I am exploring ways to improve application performance that I can only affect database level to a limited extent. SQL Server version is 2012 Service Pack 2 (SP2), and the table and view structure in question (I can not negatively affect this + note that an xml document can contain only a few hundred elements):
CREATE TABLE Orders( id nvarchar(64) NOT NULL, xmldoc xml NULL, CONSTRAINT PK_Order_id PRIMARY KEY CLUSTERED (id) ); CREATE VIEW V_Orders as SELECT a.id, a.xmldoc ,a.xmldoc.value('data(/row/c1)[1]', 'nvarchar(max)') "Stuff" ,a.xmldoc.value('data(/row/c2)[1]', 'nvarchar(max)') "OrderType" etc..... many columns from Orders a;
A typical query (and the one used for testing below):
SELECT id FROM V_Orders WHERE OrderType = '30791'
All queries are executed against the view, and I can neither influence the queries nor the structure of the table / view.
I thought adding a custom XML index to the table would be my savior:
CREATE SELECTIVE XML INDEX I_Orders_OrderType ON Orders(xmldoc) FOR( pathOrderType = '/row/c2' as SQL [nvarchar](20) )
But even after updating the statistics, the execution plan looks strange. Failed to post pic as a new account, so the relevant details as text:
In fact, with my test data, the query does not even return any results, but whether it returns one or more does not matter.
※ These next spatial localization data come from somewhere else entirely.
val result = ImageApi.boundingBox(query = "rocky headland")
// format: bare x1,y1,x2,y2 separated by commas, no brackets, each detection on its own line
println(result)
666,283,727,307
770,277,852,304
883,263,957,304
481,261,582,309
The query support execution time does take as long as it can be deduced from the execution plan and has thousands of views.
So my question is, why is the xml selective index optimizer misused? Or is something wrong with me? How to optimize this specific query performance with selective xml indexing (or perhaps with a saved column)?
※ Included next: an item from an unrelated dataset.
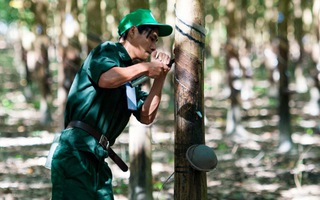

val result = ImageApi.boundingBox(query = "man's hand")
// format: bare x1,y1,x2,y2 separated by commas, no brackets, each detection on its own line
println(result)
146,51,171,78
151,51,170,65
Edit: I conducted additional testing with larger sample data (~ 274 thousand rows in a table with XML documents close to average production sizes), and compared the selective XML index with an advanced column. Results are from Profiler tracing, focusing on CPU usage and number of samples. The implementation plan for selective xml indexing is basically the same as described above.
Selective XML index and 274k lines (query execution above): CPU: 6454, read: 938521
After I updated the values in the search field to be unique (total records another 274k), I got the following results:
Selective XML index and 274k lines (query execution above): CPU: 10077, read: 1006466
Then, using an advanced (i.e. constant) separately indexed column and using it directly in the view: CPU: 0, read: 23
Selective XML index performance seems to be closer to full table scans than corresponding SQL column indexing. I read somewhere that using a schema for a table can help to throw TOP TOP step away from the execution plan (provided that we are looking for a non-repeating field), but I'm not sure if this is a real possibility in this case.